Così mi guardo allo specchio
e un giovane mi guarda allo
stesso modo stupito e alle
sue spalle un bambino con
laghi di tristezza alla finestra
sembra volerci dire di avere
cura di quello sguardo che
presto non sarà più. Ma
tutto, come il tempo, è solo
una questione di punto di vista,
di un angolo diverso nelle
pieghe degli universi, forse
la mia stella è la risposta,
stella che danzava quando sono
nato e ha oscurato il dono di
quegli occhi che troppo hanno
visto nei mondi e in fondo
ai cieli.
- Vi ho mai detto che ormai conosco a memoria tutte le mie poesie? E che di ognuna potrei dirvi il momento preciso in cui ho iniziato a scriverla e quante versioni ne esistono? A proposito, i miei manoscritti viaggiano con noi?
Fu Roxanne a rispondere:
- No Luis, i tuoi manoscritti sono già a Colorno, li abbiamo spediti ieri sera e il messo sapeva come attraversare le porte tra i tempi. Tra poco scenderemo dalla carrozza e dovremo fare un tratto di strada a piedi sino alla nostra porta e ci fermeremo a riposare nella Casa delle Parole, questi viaggi sono sfibranti, sembrano durare poco, ma la materia è sottoposta a una prova durissima, perché infrange le regole celesti e terrestri della nostra dimensione che chiamiamo realtà.

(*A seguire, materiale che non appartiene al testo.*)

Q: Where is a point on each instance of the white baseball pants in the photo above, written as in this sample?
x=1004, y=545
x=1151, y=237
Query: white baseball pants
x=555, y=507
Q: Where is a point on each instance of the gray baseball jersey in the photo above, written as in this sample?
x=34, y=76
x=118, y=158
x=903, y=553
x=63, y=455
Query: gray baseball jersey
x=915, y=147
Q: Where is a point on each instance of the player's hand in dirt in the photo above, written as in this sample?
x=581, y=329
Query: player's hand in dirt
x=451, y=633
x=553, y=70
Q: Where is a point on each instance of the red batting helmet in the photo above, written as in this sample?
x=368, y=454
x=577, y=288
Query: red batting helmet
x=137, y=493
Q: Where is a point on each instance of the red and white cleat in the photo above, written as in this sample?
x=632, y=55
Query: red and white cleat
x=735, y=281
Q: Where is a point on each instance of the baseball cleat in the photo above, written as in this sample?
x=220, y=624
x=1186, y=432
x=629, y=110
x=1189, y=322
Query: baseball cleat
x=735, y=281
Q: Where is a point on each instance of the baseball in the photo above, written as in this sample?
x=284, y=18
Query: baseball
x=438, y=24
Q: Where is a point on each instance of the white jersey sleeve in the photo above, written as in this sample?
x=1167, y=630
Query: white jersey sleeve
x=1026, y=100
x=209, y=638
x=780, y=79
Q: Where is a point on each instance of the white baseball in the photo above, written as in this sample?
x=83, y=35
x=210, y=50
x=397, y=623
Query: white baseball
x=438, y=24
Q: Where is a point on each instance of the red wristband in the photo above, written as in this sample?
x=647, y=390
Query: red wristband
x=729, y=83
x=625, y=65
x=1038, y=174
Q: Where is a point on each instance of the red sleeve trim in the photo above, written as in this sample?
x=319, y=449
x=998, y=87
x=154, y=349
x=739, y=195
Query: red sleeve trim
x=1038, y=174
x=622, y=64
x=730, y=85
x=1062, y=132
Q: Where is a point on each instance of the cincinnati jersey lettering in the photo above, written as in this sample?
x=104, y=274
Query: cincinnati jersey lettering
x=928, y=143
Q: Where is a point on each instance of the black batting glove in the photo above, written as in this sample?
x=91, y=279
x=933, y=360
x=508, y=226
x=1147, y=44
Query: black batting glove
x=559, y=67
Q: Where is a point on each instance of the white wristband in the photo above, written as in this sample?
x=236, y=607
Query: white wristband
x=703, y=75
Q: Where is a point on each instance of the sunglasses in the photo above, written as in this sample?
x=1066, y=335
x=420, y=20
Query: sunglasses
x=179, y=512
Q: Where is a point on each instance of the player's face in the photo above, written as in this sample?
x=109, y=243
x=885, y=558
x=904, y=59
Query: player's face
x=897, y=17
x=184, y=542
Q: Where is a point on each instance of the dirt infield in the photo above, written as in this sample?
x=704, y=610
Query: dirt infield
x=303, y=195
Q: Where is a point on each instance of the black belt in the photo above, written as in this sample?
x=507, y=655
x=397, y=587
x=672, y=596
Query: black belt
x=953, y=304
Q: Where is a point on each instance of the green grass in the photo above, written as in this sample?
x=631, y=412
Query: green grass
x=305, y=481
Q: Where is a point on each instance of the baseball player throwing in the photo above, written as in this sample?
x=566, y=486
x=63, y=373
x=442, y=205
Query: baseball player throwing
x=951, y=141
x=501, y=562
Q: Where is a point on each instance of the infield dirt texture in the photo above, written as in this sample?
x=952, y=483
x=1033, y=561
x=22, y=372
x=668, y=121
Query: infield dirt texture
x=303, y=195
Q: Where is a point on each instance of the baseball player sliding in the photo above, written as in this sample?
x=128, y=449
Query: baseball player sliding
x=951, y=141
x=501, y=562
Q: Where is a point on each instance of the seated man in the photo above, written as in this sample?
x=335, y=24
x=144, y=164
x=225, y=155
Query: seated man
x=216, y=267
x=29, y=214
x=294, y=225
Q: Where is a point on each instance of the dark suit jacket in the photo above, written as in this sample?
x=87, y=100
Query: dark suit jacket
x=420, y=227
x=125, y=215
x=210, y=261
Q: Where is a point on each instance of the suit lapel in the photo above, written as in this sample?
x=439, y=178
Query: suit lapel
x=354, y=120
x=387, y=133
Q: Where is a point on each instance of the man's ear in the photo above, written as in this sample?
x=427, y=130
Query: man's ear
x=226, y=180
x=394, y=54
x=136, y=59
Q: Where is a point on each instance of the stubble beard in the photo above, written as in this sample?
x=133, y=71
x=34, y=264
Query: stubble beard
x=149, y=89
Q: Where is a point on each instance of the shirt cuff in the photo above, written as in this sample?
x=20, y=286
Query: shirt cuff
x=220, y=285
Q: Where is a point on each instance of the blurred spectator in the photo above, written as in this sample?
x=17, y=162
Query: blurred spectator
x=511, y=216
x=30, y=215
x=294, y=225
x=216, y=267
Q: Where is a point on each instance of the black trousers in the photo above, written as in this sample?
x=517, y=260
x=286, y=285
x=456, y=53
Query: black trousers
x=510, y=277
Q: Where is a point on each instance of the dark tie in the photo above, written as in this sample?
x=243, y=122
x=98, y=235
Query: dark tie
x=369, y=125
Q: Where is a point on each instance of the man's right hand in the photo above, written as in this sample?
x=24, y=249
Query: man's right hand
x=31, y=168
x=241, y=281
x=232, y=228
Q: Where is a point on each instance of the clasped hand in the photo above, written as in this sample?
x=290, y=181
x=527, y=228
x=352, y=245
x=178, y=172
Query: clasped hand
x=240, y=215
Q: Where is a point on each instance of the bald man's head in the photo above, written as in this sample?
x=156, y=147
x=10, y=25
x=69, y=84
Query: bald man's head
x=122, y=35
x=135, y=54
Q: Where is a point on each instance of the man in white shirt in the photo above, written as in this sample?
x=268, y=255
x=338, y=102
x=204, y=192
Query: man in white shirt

Scesero dalla carrozza, si disposero in fila indiana con Héloïse che guidava, Luis in mezzo e Roxanne a chiudere la fila.
Il profumo del bosco, resina e aghi essiccati, funghi e rugiada, ripuliva il naso dagli odori penetranti della città. Arrivarono nella radura e si fermarono a riposare, bevvero acqua fresca dalla fonte che sgorgava in una polla trasparente e profonda. Erano rinchiusi nel tempo delle fate, quello in cui gli umani si lasciavano incantare e dimenticavano il proprio nome, gli affetti, i motivi che li avevano spinti ad attraversare il bosco. Le fate arrivarono danzando ma smisero subito quando riconobbero Roxanne. Sapevano che i tre viandanti erano di passaggio, che non volevano dimenticare, ma che soffrivano di quell’eccesso di memoria che colpisce le api dell’invisibile e i poeti. Salutarono tra scintille e farfalle dorate, svanirono nell’ombra verde che circondava gli alberi.
Gli occhi dell’amore sono occhi ripetuti
Gli universi non svaniscono, cosa
credete? Ogni istante si replica,
così che con la parola giusta,
sarà possibile ritornare nel preciso
momento in cui avete fiammeggiato
per la prima volta d’amore. E ogni
ritorno sarà un ritorno ripetuto e
i tuoi occhi, amore, saranno gli
occhi che per la prima volta avrò
veduto e il tuo essere la quiete che
la mia anima stava cercando.
- Andiamo – li esortò Héloïse – la porta è poco più avanti, il sentiero successivo passa ai piedi delle Montagne della Nebbia e la mia casa è poco distante.
Questa Cronaca 150, scritta nel quinto giorno del mese di agosto dell’anno senza Carnevale, prosegue il racconto delle vicissitudini delle due sacerdotesse e del poeta cieco.
Anche le due poesie apocrife di Borges sono opera mia.